Garcia's case is the latest example of immigrants who previously would have been allowed to remain in the U.S., but not now as the U.S. seeks to remove more immigrants. Garcia is too old to qualify for DACA, which allows the children of undocumented immigrants to legally work and study in the U.S.



Garcia said he had asked ICE if they could wait until new DACA legislation is passed, which might expand the age range for immigrants to qualify. But, he said, they refused and said he had to leave by Jan. 15.

"How do you do this on Martin Luther King Jr. Day?" said Erik Shelley, a leader with Michigan United, which advocates for immigrant rights and other issues. "It's another example of the tone-deafness of this administration. ... If Jorge isn't safe, no one is safe."




Shelley said he's concerned that minority immigrants are increasingly being targeted, citing remarks Trump has made about African and Hispanic immigrants.

Shelley was joined at the airport by other immigrant advocates and an official with the UAW, which has been supportive of Garcia.



"I feel kind of sad," Garcia told the Free Press on Sunday night, his hands interlocked, pressed against his forehead in worry. "I got to leave my family behind, knowing that they're probably going to have a hard time adjusting. Me not being there for them for who knows how long. It's just hard."

Especially painful will be being separated from his children, Soleil and Jorge Garcia Jr., 12. The Garcias said their 12-year-old son has been taking the news hard, not expressing himself, which is concerning his parents.

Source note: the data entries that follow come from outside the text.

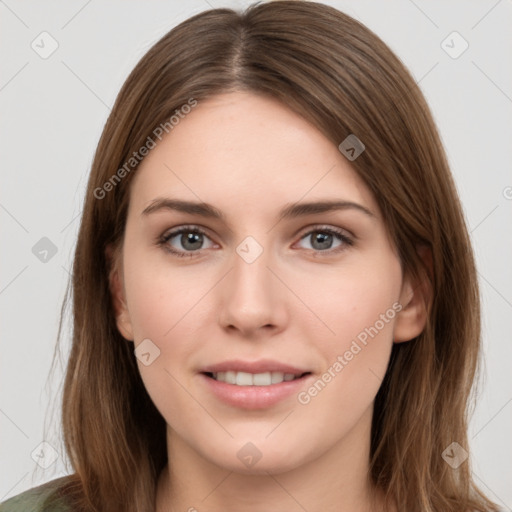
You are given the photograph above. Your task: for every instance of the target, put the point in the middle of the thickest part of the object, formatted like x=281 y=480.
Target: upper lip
x=260 y=366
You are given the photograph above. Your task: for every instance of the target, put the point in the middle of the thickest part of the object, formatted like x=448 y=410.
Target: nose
x=253 y=301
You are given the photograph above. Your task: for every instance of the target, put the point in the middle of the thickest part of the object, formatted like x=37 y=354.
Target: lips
x=253 y=385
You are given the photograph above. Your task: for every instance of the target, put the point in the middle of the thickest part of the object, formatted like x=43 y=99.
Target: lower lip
x=254 y=397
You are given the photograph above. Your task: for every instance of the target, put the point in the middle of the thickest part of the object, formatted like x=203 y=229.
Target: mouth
x=254 y=384
x=239 y=378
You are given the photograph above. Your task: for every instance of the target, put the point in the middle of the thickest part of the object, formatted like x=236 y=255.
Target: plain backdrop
x=52 y=113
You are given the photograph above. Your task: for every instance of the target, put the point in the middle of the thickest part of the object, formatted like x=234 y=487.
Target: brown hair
x=341 y=77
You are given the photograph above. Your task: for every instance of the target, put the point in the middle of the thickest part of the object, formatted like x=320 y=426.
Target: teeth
x=253 y=379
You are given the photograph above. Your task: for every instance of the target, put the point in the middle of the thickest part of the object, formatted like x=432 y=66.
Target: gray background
x=52 y=114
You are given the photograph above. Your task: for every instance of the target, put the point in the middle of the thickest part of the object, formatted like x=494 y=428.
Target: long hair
x=341 y=77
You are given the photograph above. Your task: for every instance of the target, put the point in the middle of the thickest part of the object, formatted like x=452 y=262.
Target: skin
x=250 y=156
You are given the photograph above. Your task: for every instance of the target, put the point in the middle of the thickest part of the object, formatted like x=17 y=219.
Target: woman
x=274 y=295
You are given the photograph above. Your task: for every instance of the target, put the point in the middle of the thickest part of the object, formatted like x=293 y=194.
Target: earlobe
x=415 y=297
x=117 y=293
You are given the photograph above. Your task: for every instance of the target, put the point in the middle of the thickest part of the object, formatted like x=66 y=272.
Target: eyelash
x=340 y=235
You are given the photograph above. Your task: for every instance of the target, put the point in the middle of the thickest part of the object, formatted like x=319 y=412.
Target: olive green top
x=42 y=498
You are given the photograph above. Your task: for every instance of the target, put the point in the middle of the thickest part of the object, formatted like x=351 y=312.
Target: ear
x=117 y=292
x=414 y=298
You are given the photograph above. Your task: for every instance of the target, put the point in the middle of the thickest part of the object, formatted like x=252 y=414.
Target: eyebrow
x=289 y=212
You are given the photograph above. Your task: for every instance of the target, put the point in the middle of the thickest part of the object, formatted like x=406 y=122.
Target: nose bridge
x=251 y=298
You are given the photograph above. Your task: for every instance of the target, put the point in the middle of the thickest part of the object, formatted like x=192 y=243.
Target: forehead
x=246 y=149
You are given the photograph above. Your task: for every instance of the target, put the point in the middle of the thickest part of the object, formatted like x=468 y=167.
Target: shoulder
x=43 y=498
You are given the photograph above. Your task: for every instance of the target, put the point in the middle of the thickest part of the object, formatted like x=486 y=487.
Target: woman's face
x=236 y=278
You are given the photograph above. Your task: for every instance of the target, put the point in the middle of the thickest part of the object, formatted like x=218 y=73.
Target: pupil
x=190 y=239
x=324 y=240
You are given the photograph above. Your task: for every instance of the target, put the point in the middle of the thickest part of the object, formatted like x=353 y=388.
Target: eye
x=325 y=239
x=185 y=241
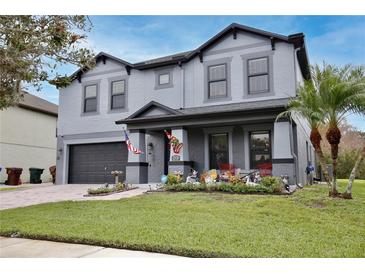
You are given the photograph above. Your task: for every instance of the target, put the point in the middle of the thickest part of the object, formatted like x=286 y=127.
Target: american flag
x=130 y=146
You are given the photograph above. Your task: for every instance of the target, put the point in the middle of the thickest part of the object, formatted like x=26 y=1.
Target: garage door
x=92 y=163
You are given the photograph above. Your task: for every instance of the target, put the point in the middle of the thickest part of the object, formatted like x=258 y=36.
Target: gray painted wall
x=187 y=90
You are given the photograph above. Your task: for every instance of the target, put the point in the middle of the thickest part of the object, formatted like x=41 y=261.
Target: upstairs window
x=258 y=75
x=90 y=98
x=117 y=94
x=217 y=81
x=164 y=79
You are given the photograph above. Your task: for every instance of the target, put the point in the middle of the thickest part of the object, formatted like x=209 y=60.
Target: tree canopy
x=32 y=48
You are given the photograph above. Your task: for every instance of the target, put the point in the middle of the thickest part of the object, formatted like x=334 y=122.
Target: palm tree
x=341 y=92
x=307 y=105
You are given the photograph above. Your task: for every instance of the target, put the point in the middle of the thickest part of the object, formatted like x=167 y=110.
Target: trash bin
x=13 y=176
x=35 y=175
x=52 y=170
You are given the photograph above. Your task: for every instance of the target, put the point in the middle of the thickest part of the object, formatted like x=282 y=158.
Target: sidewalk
x=25 y=248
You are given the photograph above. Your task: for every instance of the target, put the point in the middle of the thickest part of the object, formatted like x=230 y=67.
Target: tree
x=33 y=47
x=341 y=92
x=307 y=105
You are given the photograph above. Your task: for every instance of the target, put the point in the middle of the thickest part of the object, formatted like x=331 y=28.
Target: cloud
x=340 y=45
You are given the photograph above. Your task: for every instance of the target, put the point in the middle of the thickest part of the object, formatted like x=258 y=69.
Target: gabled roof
x=35 y=103
x=101 y=56
x=296 y=39
x=153 y=106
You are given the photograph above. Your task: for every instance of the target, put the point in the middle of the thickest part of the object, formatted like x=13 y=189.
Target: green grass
x=11 y=188
x=306 y=224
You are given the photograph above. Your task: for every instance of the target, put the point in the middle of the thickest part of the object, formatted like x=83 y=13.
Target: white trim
x=208 y=131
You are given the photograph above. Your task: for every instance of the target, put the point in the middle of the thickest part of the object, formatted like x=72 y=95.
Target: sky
x=337 y=40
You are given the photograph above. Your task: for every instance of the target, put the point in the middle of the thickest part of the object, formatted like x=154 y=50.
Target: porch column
x=137 y=167
x=179 y=158
x=282 y=159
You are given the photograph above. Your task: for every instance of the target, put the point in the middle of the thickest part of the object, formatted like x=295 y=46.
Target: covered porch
x=243 y=138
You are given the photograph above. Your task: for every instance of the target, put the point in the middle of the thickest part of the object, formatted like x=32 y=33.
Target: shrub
x=173 y=179
x=272 y=182
x=100 y=190
x=186 y=187
x=224 y=187
x=120 y=186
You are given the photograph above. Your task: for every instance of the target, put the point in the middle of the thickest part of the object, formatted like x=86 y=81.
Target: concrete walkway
x=25 y=248
x=46 y=193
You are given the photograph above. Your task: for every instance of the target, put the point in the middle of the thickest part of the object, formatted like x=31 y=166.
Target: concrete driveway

 "I'm going to be sad because I'm not going to be able to be with them," Garcia said at the table of a friend's home in southwest Detroit during a farewell party for him. "... It's going to be kind of hard for me to adjust, too. Not being there with them, helping the kids with school stuff. It's going to be kind of hard. But it's something, I guess I got to find a way to adjust."



Garcia may be barred from entering the U.S. for at least 10 years, said Cindy Garcia. Diego Bonesatti, legal services director for Michigan United, and others have been fighting for Garcia for years and now will try to get him back.

Garcia's wife is a U.S. citizen, but being married to a U.S. citizen does not automatically qualify immigrants for legal residency.

Immigrant advocates say deporting people like Garcia is ripping up families and communities in Detroit and other areas such as Lincoln Park, which are struggling with population losses. Immigrants like Garcia are an asset that stabilize and grow metro Detroit, they said.

"It's like plucking a main artery, like, their lifeline, taking it from them and then just putting it somewhere else," said Norma Garza Jones, 44, of Detroit, a family friend. "Those that are left behind are left to just try and compensate for that artery that main blood vessel, you know, that's been pulled from them."



"It's heartbreaking," Bonesatti said. "If you're going to pick someone who's ideal," he would be it.

"He came at age 10 ... he's never been in trouble, period. He's never even gotten a traffic ticket."

Moreover, Mexico is a foreign place to Garcia. 

"This is his home," Bonesatti said. "This is the place he knows."



"It's just a shame on this national (MLK) holiday when we're supposed to be celebrating diversity, the end of discrimination, the fight for civil rights, our nation is still targeting vulnerable families," said Adonis Flores, an immigrant rights leader at Michigan United.

Cindy Garcia, a retired Dearborn truck plant worker, worries about supporting her family without her husband.



She said that when her husband reported to ICE in November as part of a regular check-in, he was informed that he had to leave the U.S. and would be detained immediately.

Garcia said ICE agents told them: "We're going to detain him and he's not going home."

His deportation date was set for the day after Thanksgiving.

But after a request by U.S. Rep. Debbie Dingell (D-Dearborn), Garcia said, ICE later agreed to extend his deportation date until Jan. 15, allowing him to spend the holidays one last time with his family.

The family was too depressed to have a Christmas tree. It didn't seem to fit in with their anxious mood, Garcia said.

"It's a nightmare, coming to life," she said. " ... You have no choice but to face it head-on, and accept what is being thrown at you. Because there is nothing else that you can do."